In parallel to the above initiatives, that are aimed primarily at ensuring future financial sector stability and risk management, consideration has also been given to additional ways of taxing the financial sector. The European Commission has now set out its vision on this, which consists of a two pronged approach: firstly a global tax on financial transactions (a “Financial Transactions Tax”, or “FTT”) and secondly, an EU-wide tax on profit and remuneration of financial sector companies (“Financial Activities Tax”, or “FAT”). The FTT would be broadly intended to raise important revenues for solutions to global problems, as well as contributing to more stable and efficient financial markets. How the revenue from the FAT would be used is yet to be determined.
Whether such levies are introduced and, if so, how they are structured may have important practical implications for affected financial institutions.

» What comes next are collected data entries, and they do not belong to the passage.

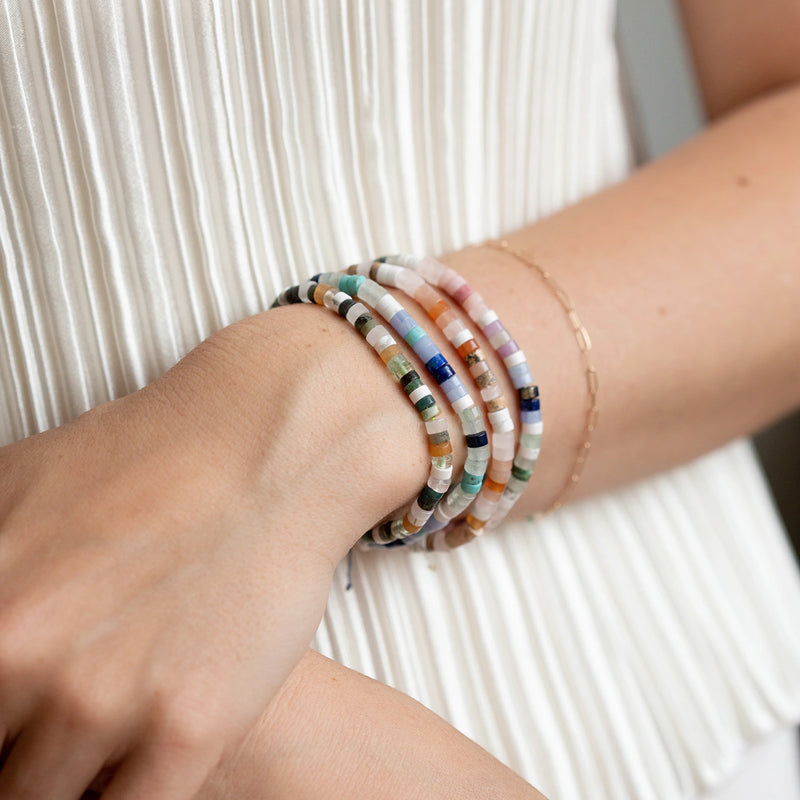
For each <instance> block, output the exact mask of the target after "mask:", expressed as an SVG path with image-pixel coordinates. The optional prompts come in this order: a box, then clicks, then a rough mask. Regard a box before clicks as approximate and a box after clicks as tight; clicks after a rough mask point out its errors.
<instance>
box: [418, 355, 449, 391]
mask: <svg viewBox="0 0 800 800" xmlns="http://www.w3.org/2000/svg"><path fill="white" fill-rule="evenodd" d="M431 360H433V359H431ZM428 363H430V362H428ZM425 366H427V364H426V365H425ZM431 375H433V379H434V380H435V381H436V383H438V384H439V385H440V386H441V385H442V384H443V383H444V382H445V381H446V380H448V379H449V378H452V377H453V375H455V372H454V371H453V368H452V367H451V366H450V365H449V364H448V363H447V362H446V361H445V363H444V364H442V365H441V366H440V367H436V368H435V369H433V370H431Z"/></svg>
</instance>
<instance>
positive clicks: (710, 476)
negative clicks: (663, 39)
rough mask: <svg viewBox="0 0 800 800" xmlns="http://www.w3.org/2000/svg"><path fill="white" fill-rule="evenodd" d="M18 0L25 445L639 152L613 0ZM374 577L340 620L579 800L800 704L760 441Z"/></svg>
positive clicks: (379, 553) (712, 747) (337, 650)
mask: <svg viewBox="0 0 800 800" xmlns="http://www.w3.org/2000/svg"><path fill="white" fill-rule="evenodd" d="M0 7H2V14H0V181H1V182H2V185H1V186H0V195H1V196H2V215H0V256H1V257H2V270H1V271H0V325H1V326H2V335H0V443H7V442H11V441H13V440H15V439H18V438H20V437H23V436H25V435H28V434H31V433H34V432H36V431H39V430H42V429H45V428H48V427H51V426H54V425H57V424H59V423H62V422H64V421H66V420H68V419H70V418H72V417H74V416H76V415H77V414H79V413H80V412H82V411H83V410H85V409H87V408H89V407H91V406H93V405H96V404H98V403H100V402H103V401H105V400H107V399H110V398H113V397H117V396H120V395H122V394H125V393H128V392H130V391H132V390H134V389H136V388H137V387H139V386H141V385H143V384H144V383H146V382H148V381H150V380H152V379H153V378H155V377H156V376H157V375H159V374H160V373H161V372H163V371H164V370H166V369H167V368H168V367H169V366H171V365H172V364H173V363H174V362H175V361H177V360H178V359H179V358H180V357H181V356H182V355H183V354H185V353H186V352H187V351H188V350H189V349H191V348H192V347H193V346H194V345H195V344H197V343H198V342H199V341H200V340H202V339H203V338H205V337H206V336H208V335H209V334H210V333H212V332H213V331H214V330H216V329H218V328H220V327H221V326H223V325H226V324H228V323H230V322H232V321H234V320H236V319H239V318H241V317H244V316H247V315H250V314H253V313H255V312H257V311H259V310H262V309H264V308H266V307H267V306H268V304H269V303H270V302H271V300H272V298H273V297H274V296H275V295H276V294H277V293H278V292H279V291H280V290H281V289H282V288H284V287H285V286H287V285H289V284H291V283H295V282H298V281H299V280H301V279H304V278H306V277H307V276H309V275H311V274H313V273H315V272H318V271H320V270H321V269H328V268H338V267H339V266H341V265H345V264H348V263H352V262H355V261H359V260H363V259H364V258H367V257H369V256H371V255H376V254H378V253H379V252H392V251H395V252H396V251H410V252H421V253H425V252H428V253H438V252H442V251H445V250H449V249H451V248H457V247H460V246H462V245H465V244H468V243H471V242H475V241H479V240H482V239H484V238H486V237H491V236H495V235H498V234H500V233H502V232H505V231H509V230H512V229H515V228H517V227H520V226H522V225H524V224H526V223H529V222H531V221H533V220H534V219H536V218H537V217H538V216H540V215H542V214H545V213H547V212H551V211H554V210H556V209H558V208H559V207H561V206H564V205H566V204H568V203H571V202H574V201H576V200H578V199H579V198H580V197H582V196H584V195H586V194H588V193H591V192H594V191H596V190H598V189H599V188H601V187H602V186H604V185H606V184H607V183H609V182H612V181H616V180H619V179H621V178H623V177H624V176H625V174H626V173H627V172H628V171H629V170H630V169H631V166H632V159H631V149H630V146H629V137H628V133H627V129H626V122H625V116H624V111H623V104H622V102H621V97H620V88H619V74H618V72H619V70H618V63H617V58H616V53H615V44H614V8H613V4H612V2H611V0H591V2H589V1H588V0H559V2H547V0H536V1H532V2H513V1H512V0H502V1H498V0H484V1H483V2H478V1H477V0H471V2H469V3H458V2H452V1H451V0H450V1H447V0H442V2H422V0H413V1H412V0H408V2H392V3H388V2H386V3H384V2H380V0H361V1H359V2H357V1H356V0H353V1H352V2H351V1H350V0H339V2H322V1H321V0H303V1H302V2H298V0H284V1H283V2H281V0H269V2H263V3H247V2H236V3H234V2H218V3H211V2H188V1H187V2H179V1H178V0H165V2H156V0H139V1H137V2H122V0H116V1H114V2H104V1H102V2H101V0H96V2H89V1H87V2H74V3H73V2H63V3H60V2H56V3H50V2H44V0H35V1H32V0H5V2H0ZM353 581H354V584H355V586H354V588H353V589H352V590H351V591H349V592H348V591H345V588H344V587H345V573H344V571H343V568H342V571H340V572H339V573H337V576H336V579H335V581H334V586H333V590H332V594H331V598H330V603H329V606H328V610H327V612H326V614H325V618H324V620H323V623H322V625H321V627H320V629H319V632H318V635H317V640H316V646H317V647H318V648H319V649H321V650H322V651H323V652H324V653H326V654H329V655H331V656H333V657H334V658H336V659H338V660H339V661H341V662H343V663H345V664H347V665H350V666H352V667H355V668H356V669H358V670H361V671H363V672H366V673H367V674H369V675H372V676H375V677H377V678H379V679H380V680H382V681H385V682H388V683H390V684H392V685H394V686H396V687H398V688H400V689H402V690H403V691H405V692H408V693H410V694H411V695H413V696H414V697H416V698H418V699H420V700H421V701H422V702H423V703H425V704H426V705H428V706H430V707H431V708H433V709H434V710H435V711H437V712H438V713H440V714H442V715H443V716H444V717H446V718H447V719H448V720H450V721H451V722H452V723H453V724H455V725H456V726H457V727H458V728H460V729H461V730H462V731H464V732H465V733H466V734H467V735H469V736H470V737H472V738H474V739H475V740H477V741H478V742H479V743H480V744H482V745H483V746H485V747H486V748H488V749H489V750H490V751H491V752H493V753H494V754H495V755H497V756H498V757H499V758H500V759H502V760H503V761H505V762H507V763H508V764H509V765H511V766H512V767H513V768H514V769H515V770H517V771H518V772H520V773H521V774H522V775H523V776H524V777H526V778H527V779H529V780H530V781H531V782H533V783H534V784H535V785H536V786H537V787H539V788H540V789H542V790H543V791H544V792H546V793H547V794H550V796H552V797H558V798H560V800H570V799H573V798H574V799H575V800H577V799H578V798H586V797H593V798H596V799H597V800H600V799H601V798H608V799H609V800H611V799H612V798H613V800H621V799H622V798H637V800H646V799H647V798H662V799H663V798H688V797H690V796H693V795H694V794H695V792H697V791H698V790H699V789H701V788H704V787H706V788H707V787H710V786H713V785H715V784H716V783H717V782H718V781H720V780H721V778H722V777H723V776H725V775H726V773H727V772H728V771H729V770H730V769H731V767H732V765H733V764H734V762H735V760H736V757H737V756H738V754H739V752H740V751H741V749H742V748H743V747H744V746H745V745H746V744H747V743H748V742H751V741H754V740H756V739H758V738H760V737H762V736H765V735H766V734H767V733H769V732H771V731H772V730H774V729H776V728H777V727H779V726H782V725H787V724H791V723H794V722H796V721H797V720H798V718H800V634H798V629H800V626H798V624H797V623H798V620H799V619H800V590H799V589H798V587H799V586H800V583H799V582H798V575H797V571H796V568H795V565H794V561H793V559H792V556H791V554H790V551H789V549H788V547H787V544H786V542H785V539H784V536H783V533H782V530H781V527H780V525H779V522H778V520H777V518H776V515H775V512H774V510H773V507H772V505H771V502H770V500H769V496H768V494H767V491H766V489H765V487H764V484H763V480H762V478H761V475H760V472H759V470H758V468H757V466H756V465H755V461H754V458H753V454H752V452H751V448H750V446H749V444H748V443H746V442H738V443H734V444H732V445H730V446H728V447H726V448H724V449H723V450H720V451H718V452H716V453H713V454H711V455H709V456H707V457H705V458H702V459H700V460H699V461H697V462H695V463H692V464H690V465H688V466H685V467H682V468H680V469H676V470H674V471H672V472H669V473H667V474H663V475H660V476H658V477H655V478H653V479H649V480H645V481H643V482H641V483H639V484H637V485H634V486H630V487H627V488H625V489H623V490H620V491H617V492H614V493H611V494H606V495H603V496H601V497H598V498H594V499H590V500H587V501H583V502H580V503H577V504H574V505H572V506H569V507H567V508H565V509H563V510H562V511H560V512H558V513H557V514H554V515H552V516H551V517H549V518H547V519H545V520H544V521H541V522H537V523H532V522H522V523H516V524H508V525H505V526H503V527H502V528H501V529H500V530H497V531H494V532H493V533H492V534H491V535H487V536H484V537H482V539H481V540H479V541H477V542H475V543H473V544H471V545H470V546H468V547H465V548H462V549H461V550H459V551H457V552H454V553H451V554H432V555H426V554H412V553H398V552H385V553H384V552H380V553H375V552H371V553H366V554H358V555H357V556H356V557H355V563H354V565H353Z"/></svg>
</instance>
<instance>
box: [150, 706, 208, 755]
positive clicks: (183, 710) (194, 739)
mask: <svg viewBox="0 0 800 800" xmlns="http://www.w3.org/2000/svg"><path fill="white" fill-rule="evenodd" d="M154 738H155V739H156V740H157V741H158V743H159V745H160V746H162V747H164V748H168V749H170V750H177V751H181V752H192V753H205V752H211V751H213V750H215V749H216V746H217V741H218V739H219V729H218V726H217V725H216V724H215V721H214V719H213V718H212V714H211V713H209V711H208V710H207V708H206V707H205V705H204V704H203V703H202V701H201V699H200V698H188V697H186V696H178V697H176V698H173V699H172V700H171V701H170V702H169V703H166V704H161V706H160V708H159V709H158V710H157V712H156V715H155V720H154Z"/></svg>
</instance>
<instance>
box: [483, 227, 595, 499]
mask: <svg viewBox="0 0 800 800" xmlns="http://www.w3.org/2000/svg"><path fill="white" fill-rule="evenodd" d="M484 245H485V246H486V247H491V248H493V249H495V250H499V251H501V252H505V253H508V254H509V255H511V256H514V258H516V259H517V260H518V261H521V262H522V263H523V264H525V266H527V267H530V268H531V269H533V270H535V271H536V272H537V273H538V275H539V277H540V278H541V279H542V281H543V282H544V284H545V285H546V286H547V288H548V289H549V290H550V291H551V292H552V293H553V294H554V295H555V297H556V299H557V300H558V302H559V303H561V305H562V306H563V308H564V311H565V312H566V314H567V318H568V319H569V322H570V325H572V330H573V332H574V333H575V339H576V341H577V342H578V347H579V348H580V351H581V355H582V357H583V361H584V364H585V366H586V389H587V394H588V397H589V406H588V408H587V411H586V426H585V427H584V430H583V442H582V443H581V445H580V447H579V448H578V454H577V457H576V459H575V464H574V466H573V467H572V471H571V473H570V475H569V477H568V478H567V482H566V483H565V484H564V487H563V488H562V489H561V491H560V492H559V494H558V496H557V497H556V499H555V500H554V501H553V504H552V505H551V506H550V508H548V509H547V513H549V512H551V511H555V510H556V509H558V508H561V506H562V505H564V501H565V500H566V498H567V495H569V493H570V492H571V491H572V490H573V489H574V488H575V485H576V484H577V483H578V481H579V480H580V479H581V475H582V473H583V467H584V465H585V464H586V459H587V458H588V457H589V451H590V450H591V448H592V434H593V433H594V430H595V428H596V427H597V419H598V416H599V414H600V410H599V409H598V407H597V388H598V381H597V371H596V370H595V368H594V366H593V364H592V360H591V356H590V353H591V350H592V340H591V339H590V338H589V332H588V331H587V330H586V326H585V325H584V324H583V323H582V322H581V320H580V317H579V316H578V312H577V311H576V310H575V306H574V305H573V304H572V298H571V297H570V296H569V294H567V292H566V290H565V289H564V288H563V287H562V286H561V284H559V283H558V281H557V280H556V279H555V278H554V277H553V276H552V275H551V274H550V273H549V272H548V271H547V270H545V269H543V268H542V267H540V266H539V264H537V263H536V260H535V259H534V258H533V257H532V256H531V255H529V254H528V253H526V252H524V251H523V250H518V249H516V248H515V247H512V246H511V245H510V244H509V243H508V241H507V240H506V239H494V240H490V241H487V242H484Z"/></svg>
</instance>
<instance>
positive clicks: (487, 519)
mask: <svg viewBox="0 0 800 800" xmlns="http://www.w3.org/2000/svg"><path fill="white" fill-rule="evenodd" d="M377 260H378V261H379V262H383V263H387V264H393V265H396V266H401V267H408V268H410V269H412V270H414V271H415V272H416V273H417V274H418V275H420V276H421V277H423V278H424V279H425V280H426V281H428V282H429V283H431V284H433V285H434V286H438V287H439V288H441V289H442V290H443V291H444V292H445V293H446V294H448V295H449V296H450V297H452V298H453V300H454V301H455V302H456V303H457V304H458V305H459V306H461V307H462V308H463V309H464V311H466V312H467V314H468V315H469V317H470V319H472V320H473V322H475V323H476V324H477V325H478V327H479V328H480V329H481V332H482V333H483V335H484V336H485V337H486V338H487V339H488V340H489V343H490V344H491V345H492V347H493V348H494V350H495V351H496V352H497V354H498V355H499V356H500V357H501V358H502V360H503V363H504V365H505V366H506V369H507V370H508V373H509V377H510V379H511V382H512V384H513V386H514V388H515V389H516V390H517V394H518V396H519V403H520V416H521V423H522V432H521V436H520V442H519V447H518V449H517V452H516V455H514V453H513V441H514V433H513V431H514V423H513V420H512V419H511V415H510V413H509V411H508V409H507V408H506V405H505V402H504V401H499V398H498V397H495V398H491V396H490V399H489V400H488V401H487V405H488V407H489V420H490V422H491V423H492V427H493V431H494V430H496V429H495V427H494V426H495V424H497V425H498V427H499V428H500V436H498V433H494V432H493V435H492V451H493V453H497V455H498V458H497V466H496V467H495V468H494V469H493V468H492V467H490V469H489V475H488V479H487V481H486V484H485V488H486V492H485V493H484V492H482V494H481V497H480V498H479V500H478V501H477V502H476V504H475V506H474V508H473V511H472V513H471V514H469V515H467V519H466V521H465V525H464V526H461V529H460V530H459V529H456V531H450V532H448V533H447V535H446V536H445V537H444V539H443V540H442V538H441V537H437V540H436V541H434V542H433V543H432V544H433V548H432V549H440V548H441V549H450V548H452V547H455V546H458V545H459V544H462V543H463V542H462V539H463V541H470V540H471V539H473V538H474V537H475V536H477V535H479V533H480V532H481V528H482V527H483V526H484V525H486V524H487V522H488V523H489V526H490V527H495V526H496V525H497V524H499V522H500V521H501V520H502V519H503V518H504V517H505V516H506V515H507V514H508V512H509V510H510V509H511V507H512V506H513V505H514V503H516V501H517V500H518V499H519V497H520V495H521V494H522V491H523V489H524V488H525V486H526V485H527V483H528V481H529V480H530V478H531V474H532V472H533V468H534V467H535V465H536V461H537V459H538V457H539V449H540V446H541V438H542V415H541V409H540V404H539V390H538V387H537V386H536V385H535V384H534V382H533V375H532V374H531V371H530V368H529V367H528V363H527V359H526V358H525V354H524V353H523V351H522V350H521V349H520V347H519V345H518V344H517V343H516V342H515V341H514V339H512V338H511V335H510V334H509V333H508V331H507V330H506V328H505V327H504V326H503V324H502V323H501V322H500V320H499V319H498V317H497V314H495V312H494V311H492V310H491V309H490V308H489V306H488V305H487V304H486V301H485V300H484V299H483V297H481V295H480V294H478V292H476V291H475V290H474V289H472V288H471V287H470V286H469V285H468V284H467V282H466V281H465V280H464V279H463V278H462V277H461V276H460V275H459V274H458V273H457V272H455V270H452V269H450V268H449V267H446V266H445V265H444V264H442V263H441V262H439V261H436V260H435V259H433V258H417V257H415V256H411V255H394V256H383V257H381V258H379V259H377ZM378 275H379V280H380V272H379V271H378ZM475 347H476V349H477V343H475ZM470 369H471V370H472V368H470ZM473 374H475V373H473ZM503 434H505V435H503ZM498 451H499V452H498ZM501 456H506V458H505V459H502V458H500V457H501ZM512 458H513V461H512ZM489 492H491V494H489ZM484 496H485V498H486V499H485V501H484V502H481V501H483V500H484ZM487 510H488V511H489V515H488V516H487V515H486V511H487ZM429 546H430V545H429Z"/></svg>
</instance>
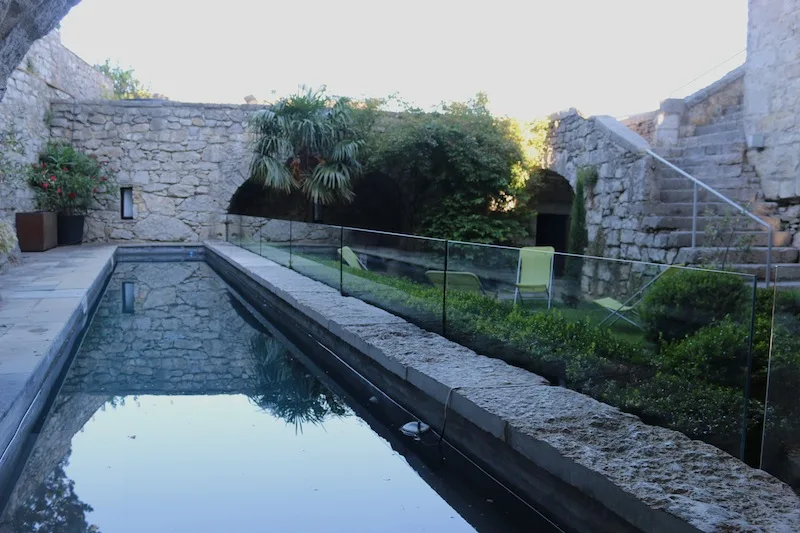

One of the key aims of many of the proposals is in fact to influence the behaviour of financial institutions, for example by discouraging excessive risk-taking. For this reason most countries would exclude certain items, such as Tier 1 capital and insured loans, from the levy, and it may be expected that financial institutions will respond accordingly by adapting their funding structures. On the assumption that certain jurisdictions do not introduce such a levy, this may be an important factor in determining where to headquarter a given financial institution.
Other differences that could have practical implications include the different rates, including caps and thresholds, and also the situation where the levy is tax deductible in one jurisdiction but not in another. These differences could create distortions, but also present important opportunities.